- Interactive map of Huangjinyuan Subdistrict
- Country: People's Republic of China
- Province: Hunan
- Prefecture-level city: Changsha
- District: Wangcheng

Area
- • Total: 27.57 km^{2} (10.64 sq mi)

Population (2013)
- • Total: 15,000
- • Density: 540/km^{2} (1,400/sq mi)
- Time zone: UTC+8 (China Standard)

= Huangjinyuan =

Huangjinyuan (黃金園街道 (黄金园街道, Huángjīnyuán Jiēdào)) is a subdistrict of Wangcheng District, Changsha, Hunan, China. It is located on the center of West Wangcheng, the subdistrict is bordered by Gaotangling and Wushan Subdistricts to the north, Bairuopu town to the west, Leifeng Subdistrict to the south, Baishazhou subdistrict to the east. Huangjinyuan has an area of 27.57 km2 with a population of 15,000. The subdistrict has three villages under its jurisdiction.

==History==
Huangjinyuan was formed by the revocation of Huangjin (and setting up three new subdistricts) in 2012.

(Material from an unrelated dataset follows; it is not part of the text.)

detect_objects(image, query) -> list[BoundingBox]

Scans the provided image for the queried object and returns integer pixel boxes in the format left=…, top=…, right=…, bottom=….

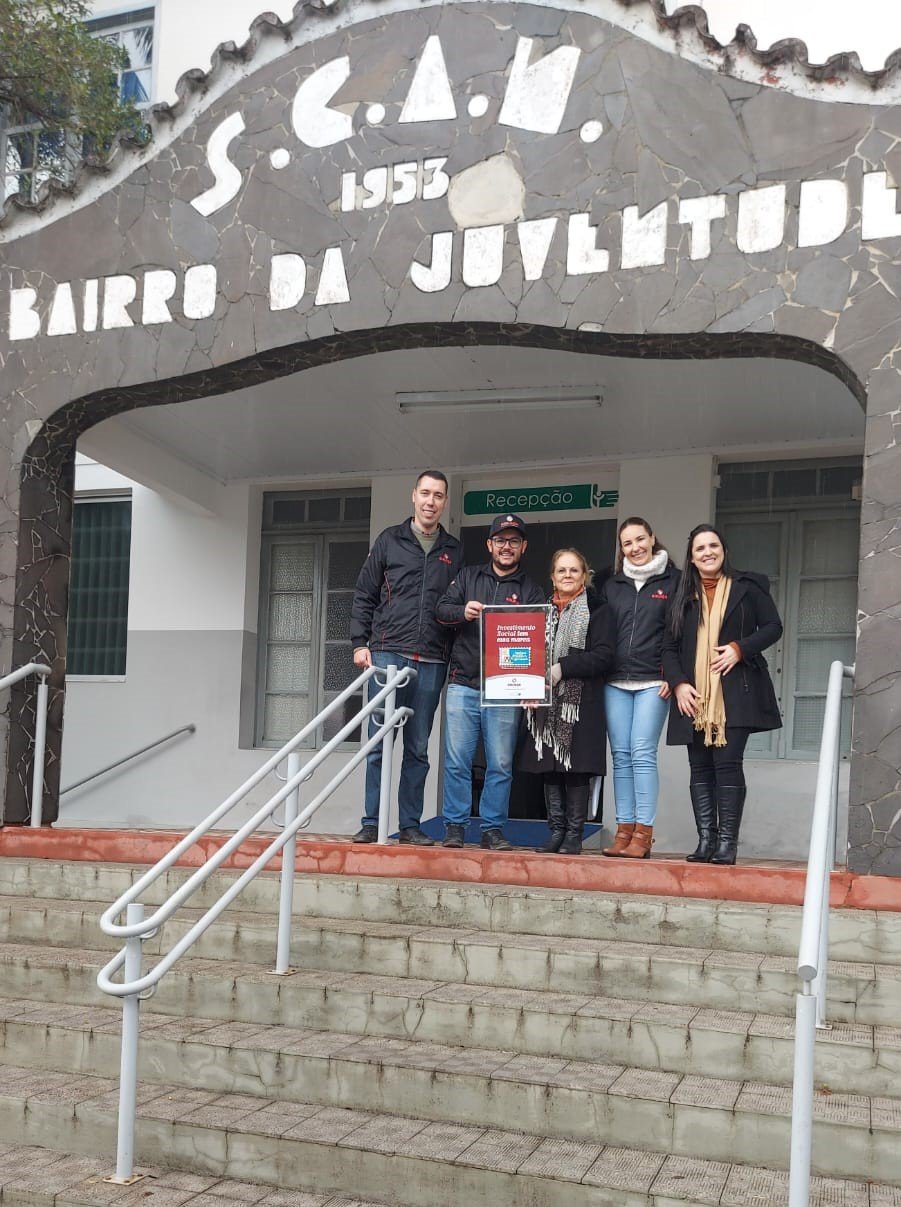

In June 2012, Huangjin was changed from a town as a subdistrict. On August 28, 2012, Huangjin was divided into three subdistricts, they are Jinshanqiao (金山桥街道), Huangjinyuan (黄金园街道) and Liaojiaping (廖家坪街道) subdistricts.
- The Huangjinyuan subdistrict contains Guifang (桂芳村), Huangjinyuan (黄金园村) and Yingxiongling (英雄岭村) three villages.
- The Jinshanqiao subdistrict contains Jinping (金坪社区), Jinshanqiao (金山桥社区) and Tonglin'ao (桐林坳社区) three residential communities.
- The Liaojiaping subdistrict contains Baima (白马村), Liaojiaping (廖家坪村) and Sanyi (三益村) three villages. Liaojiaping was merged to Leifeng subdistrict on November 19, 2015.